BioModels offers a platform for enhanced visibility of published models. The curation of the model provides an extra layer of confidence in the model. The curated SBML models are ‘ready to use’ and they can be directly imported into any SBML simulation software to run simulations and reproduce results. As a result, these curated models are preferentially retrieved by our users, being downloaded 2.4 times more than the non-curated counterparts in 2018. As the curated SBML models are syntactically correct, they are used by SBML supporting software akin to test suites (24,28,29) to calibrate their software. Models from BioModels are also frequently used to develop novel computational approaches (30–32). The model curation in BioModels promotes reproducibility and is instrumental in supporting model reuse and repurposing (33).

FUTURE DIRECTION

BioModels will continue to evolve in order to support the growing need of the systems modellers developing new approaches and standards. Some of the key short-term and long-term goals are the following.

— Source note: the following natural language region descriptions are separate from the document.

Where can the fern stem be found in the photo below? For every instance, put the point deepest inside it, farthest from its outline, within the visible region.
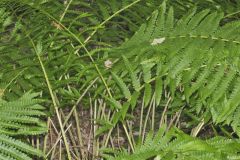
(52, 97)
(128, 137)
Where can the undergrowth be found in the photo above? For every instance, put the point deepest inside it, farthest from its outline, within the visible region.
(128, 79)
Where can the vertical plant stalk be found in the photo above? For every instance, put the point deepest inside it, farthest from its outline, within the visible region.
(53, 98)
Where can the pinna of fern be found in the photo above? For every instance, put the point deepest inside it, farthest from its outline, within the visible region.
(176, 145)
(24, 117)
(195, 58)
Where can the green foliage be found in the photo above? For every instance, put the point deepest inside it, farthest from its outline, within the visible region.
(176, 145)
(194, 53)
(20, 117)
(185, 53)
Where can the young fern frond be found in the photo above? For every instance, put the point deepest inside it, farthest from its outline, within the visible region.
(175, 145)
(20, 117)
(195, 53)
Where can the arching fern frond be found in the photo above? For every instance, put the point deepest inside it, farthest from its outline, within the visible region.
(195, 58)
(175, 145)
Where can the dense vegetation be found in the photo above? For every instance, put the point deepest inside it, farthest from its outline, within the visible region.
(120, 79)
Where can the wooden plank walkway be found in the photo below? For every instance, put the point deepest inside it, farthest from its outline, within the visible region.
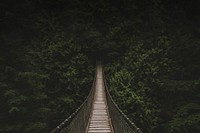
(99, 120)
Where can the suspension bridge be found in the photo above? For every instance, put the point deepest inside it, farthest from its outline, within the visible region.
(98, 113)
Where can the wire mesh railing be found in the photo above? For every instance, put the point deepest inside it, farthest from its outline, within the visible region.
(120, 122)
(78, 121)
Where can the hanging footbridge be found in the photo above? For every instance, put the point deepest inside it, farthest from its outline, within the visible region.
(98, 113)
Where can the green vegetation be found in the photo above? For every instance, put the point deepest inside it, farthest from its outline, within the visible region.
(151, 52)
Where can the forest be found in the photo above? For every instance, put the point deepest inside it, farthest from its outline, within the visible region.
(150, 50)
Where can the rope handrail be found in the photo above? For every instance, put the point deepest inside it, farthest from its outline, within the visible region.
(69, 125)
(122, 124)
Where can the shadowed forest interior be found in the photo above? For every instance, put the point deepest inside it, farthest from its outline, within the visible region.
(150, 50)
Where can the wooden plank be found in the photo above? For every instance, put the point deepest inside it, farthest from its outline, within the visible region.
(99, 119)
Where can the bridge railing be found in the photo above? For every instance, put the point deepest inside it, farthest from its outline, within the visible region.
(78, 121)
(120, 122)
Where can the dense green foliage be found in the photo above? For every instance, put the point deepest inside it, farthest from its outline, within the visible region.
(151, 50)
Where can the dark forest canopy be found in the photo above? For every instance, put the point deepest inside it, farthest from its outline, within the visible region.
(150, 48)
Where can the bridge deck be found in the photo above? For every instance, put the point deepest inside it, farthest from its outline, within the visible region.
(99, 120)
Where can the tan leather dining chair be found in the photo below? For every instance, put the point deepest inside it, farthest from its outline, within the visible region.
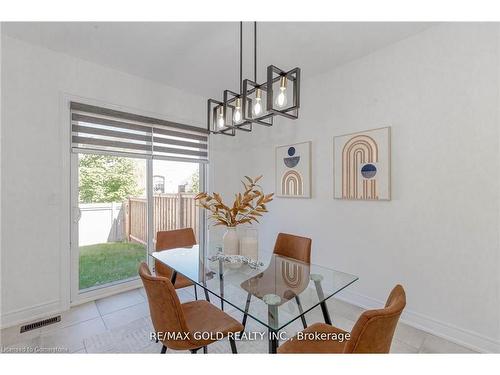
(170, 316)
(294, 247)
(171, 239)
(372, 333)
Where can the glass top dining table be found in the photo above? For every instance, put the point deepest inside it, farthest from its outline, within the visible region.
(274, 294)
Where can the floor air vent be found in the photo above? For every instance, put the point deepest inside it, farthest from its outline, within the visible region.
(40, 323)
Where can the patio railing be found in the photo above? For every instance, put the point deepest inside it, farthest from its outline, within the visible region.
(170, 211)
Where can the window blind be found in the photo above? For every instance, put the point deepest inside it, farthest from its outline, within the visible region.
(104, 130)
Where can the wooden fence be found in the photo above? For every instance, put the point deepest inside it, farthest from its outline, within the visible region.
(170, 211)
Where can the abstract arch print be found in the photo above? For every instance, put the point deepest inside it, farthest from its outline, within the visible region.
(293, 170)
(362, 165)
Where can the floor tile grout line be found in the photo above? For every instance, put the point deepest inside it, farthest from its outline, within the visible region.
(122, 308)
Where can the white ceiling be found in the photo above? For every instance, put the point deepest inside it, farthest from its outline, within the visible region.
(202, 57)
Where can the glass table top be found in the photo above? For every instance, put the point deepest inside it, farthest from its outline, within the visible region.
(281, 291)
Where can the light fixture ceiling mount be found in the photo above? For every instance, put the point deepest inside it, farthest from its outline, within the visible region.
(255, 103)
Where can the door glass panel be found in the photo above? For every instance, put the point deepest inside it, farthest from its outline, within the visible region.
(112, 229)
(175, 184)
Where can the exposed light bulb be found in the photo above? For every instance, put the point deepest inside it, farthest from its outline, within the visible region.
(257, 107)
(281, 99)
(237, 112)
(220, 118)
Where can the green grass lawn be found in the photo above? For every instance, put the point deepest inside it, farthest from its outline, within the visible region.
(107, 262)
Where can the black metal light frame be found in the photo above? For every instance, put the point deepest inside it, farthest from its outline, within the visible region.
(250, 87)
(212, 106)
(247, 89)
(230, 98)
(274, 74)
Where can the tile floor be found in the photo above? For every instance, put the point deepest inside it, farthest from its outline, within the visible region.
(121, 324)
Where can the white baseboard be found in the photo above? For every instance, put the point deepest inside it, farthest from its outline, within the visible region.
(461, 336)
(29, 314)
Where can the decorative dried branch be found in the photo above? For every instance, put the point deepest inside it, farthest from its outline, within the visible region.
(247, 206)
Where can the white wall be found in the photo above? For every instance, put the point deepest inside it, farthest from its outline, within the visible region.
(35, 164)
(438, 236)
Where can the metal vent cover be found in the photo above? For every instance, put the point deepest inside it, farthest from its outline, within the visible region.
(40, 323)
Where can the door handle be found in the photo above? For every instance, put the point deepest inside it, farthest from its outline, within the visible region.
(78, 214)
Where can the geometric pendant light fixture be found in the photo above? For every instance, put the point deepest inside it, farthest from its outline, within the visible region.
(256, 103)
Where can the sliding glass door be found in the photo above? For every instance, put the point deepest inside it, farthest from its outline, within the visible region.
(131, 176)
(173, 196)
(112, 228)
(117, 217)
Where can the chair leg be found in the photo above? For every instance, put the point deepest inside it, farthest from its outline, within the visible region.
(302, 316)
(247, 307)
(233, 345)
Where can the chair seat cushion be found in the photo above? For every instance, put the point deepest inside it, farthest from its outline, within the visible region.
(163, 270)
(182, 281)
(202, 316)
(310, 344)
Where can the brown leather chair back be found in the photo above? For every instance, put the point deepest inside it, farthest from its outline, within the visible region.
(164, 307)
(292, 246)
(171, 239)
(374, 330)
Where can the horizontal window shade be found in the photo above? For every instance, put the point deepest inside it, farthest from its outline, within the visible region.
(105, 130)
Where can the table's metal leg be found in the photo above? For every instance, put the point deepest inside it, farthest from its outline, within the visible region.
(273, 341)
(221, 285)
(207, 297)
(324, 308)
(247, 307)
(301, 310)
(272, 301)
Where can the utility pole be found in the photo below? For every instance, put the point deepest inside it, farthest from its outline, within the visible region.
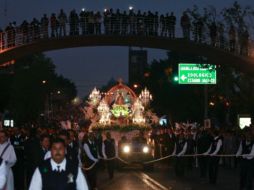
(205, 101)
(5, 12)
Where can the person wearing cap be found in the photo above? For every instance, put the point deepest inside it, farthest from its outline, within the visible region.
(91, 159)
(58, 172)
(246, 152)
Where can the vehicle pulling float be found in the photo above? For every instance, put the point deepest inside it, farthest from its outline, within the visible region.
(127, 116)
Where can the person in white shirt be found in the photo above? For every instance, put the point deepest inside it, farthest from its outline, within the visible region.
(246, 152)
(109, 151)
(91, 159)
(8, 155)
(3, 174)
(215, 150)
(179, 150)
(58, 173)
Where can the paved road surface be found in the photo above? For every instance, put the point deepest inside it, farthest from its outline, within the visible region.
(163, 178)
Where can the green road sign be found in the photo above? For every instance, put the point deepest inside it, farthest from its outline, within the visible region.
(193, 73)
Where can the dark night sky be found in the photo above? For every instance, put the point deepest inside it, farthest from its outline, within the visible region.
(88, 67)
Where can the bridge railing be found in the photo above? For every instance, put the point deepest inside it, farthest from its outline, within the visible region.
(14, 37)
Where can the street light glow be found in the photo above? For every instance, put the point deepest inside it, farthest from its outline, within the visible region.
(130, 8)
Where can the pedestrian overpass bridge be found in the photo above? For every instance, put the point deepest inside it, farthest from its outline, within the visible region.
(215, 55)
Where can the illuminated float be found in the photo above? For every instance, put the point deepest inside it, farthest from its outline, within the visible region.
(120, 109)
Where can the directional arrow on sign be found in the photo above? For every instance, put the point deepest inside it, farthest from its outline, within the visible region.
(183, 77)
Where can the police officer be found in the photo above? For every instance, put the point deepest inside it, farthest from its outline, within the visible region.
(204, 141)
(246, 151)
(7, 153)
(109, 152)
(3, 174)
(180, 150)
(91, 157)
(58, 173)
(215, 149)
(17, 140)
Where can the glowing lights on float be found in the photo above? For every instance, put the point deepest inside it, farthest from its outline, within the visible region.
(145, 97)
(95, 97)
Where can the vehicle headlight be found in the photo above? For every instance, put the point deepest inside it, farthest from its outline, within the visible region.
(145, 149)
(126, 149)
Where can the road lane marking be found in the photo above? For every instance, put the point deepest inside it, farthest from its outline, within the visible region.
(151, 182)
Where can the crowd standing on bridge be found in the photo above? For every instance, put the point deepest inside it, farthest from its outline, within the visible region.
(29, 150)
(124, 23)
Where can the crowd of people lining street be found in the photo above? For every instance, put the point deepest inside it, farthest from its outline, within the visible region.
(118, 22)
(76, 156)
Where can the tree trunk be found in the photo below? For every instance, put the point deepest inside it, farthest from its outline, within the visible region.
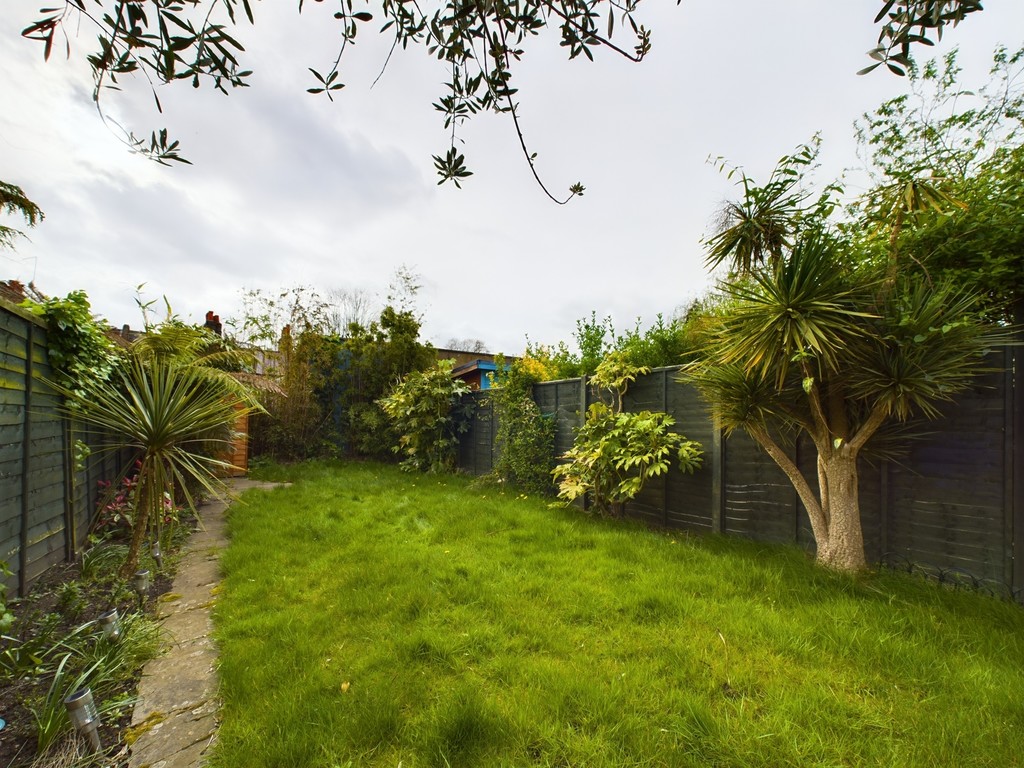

Currently, format-specific ‘Components’ tab in the model display page is available for SBML models and BioModels will invest resources to expand this functionality to other formats on demand from the community. We also plan to add support for programmatic submission of models, as this feature has been requested by systems model building software developers to directly submit newly built models. In addition, we will offer more control over the scope of search queries by allowing users to filter the auto-generated models.

At the COMBINE (http://co.mbine.org/) 2019 meeting (http://co.mbine.org/events/COMBINE_2019), we have initiated community discussion to jointly develop ModeleXchange, a lightweight, metadata-based infrastructure for the collaborative discovery of systems biology models and model components across independent repositories, including SynBioHub (34), Physiome Model Repository (35), JWS Online (36), ModelDB (37), BiGG (38), Open Source Brain (39), Center for Reproducible Biomedical Modeling (https://reproduciblebiomodels.org/) and V-Cell (23). ModeleXchange will aim to provide the global user community with a single entry point for model discovery and deposition, backed by a distributed infrastructure.

Multi-scale modelling—building models spanning a broad spatial scale from molecules to tissues to organisms and timescales from microseconds to days to years—is gaining interest in the community. Hence, in the long run BioModels will continue to build technical competence to facilitate multi-scale model building, dissemination and storage. A mirror site for BioModels is available at Caltech (http://biomodels.caltech.edu) in order to improve geographical load distribution and thus minimize latency. We are now aiming to make the BioModels platform easily installable in a cloud-based environment, in order to provide a fast and reliable service to our users across the globe. Furthermore, to bring mathematical modelling to the reach of experimental biologists, BioModels will strive to build new tools to enable analysis of multi-omics data such as RNA-seq, proteomics and genetic variation data with curated quantitative models.

The curation of models has been pivotal in making BioModels a successful repository; BioModels will continue its curation effort and enhance functionality to fully support multiple modelling approaches. BioModels will remain committed to the ethos of FAIR data sharing in the field of systems modelling.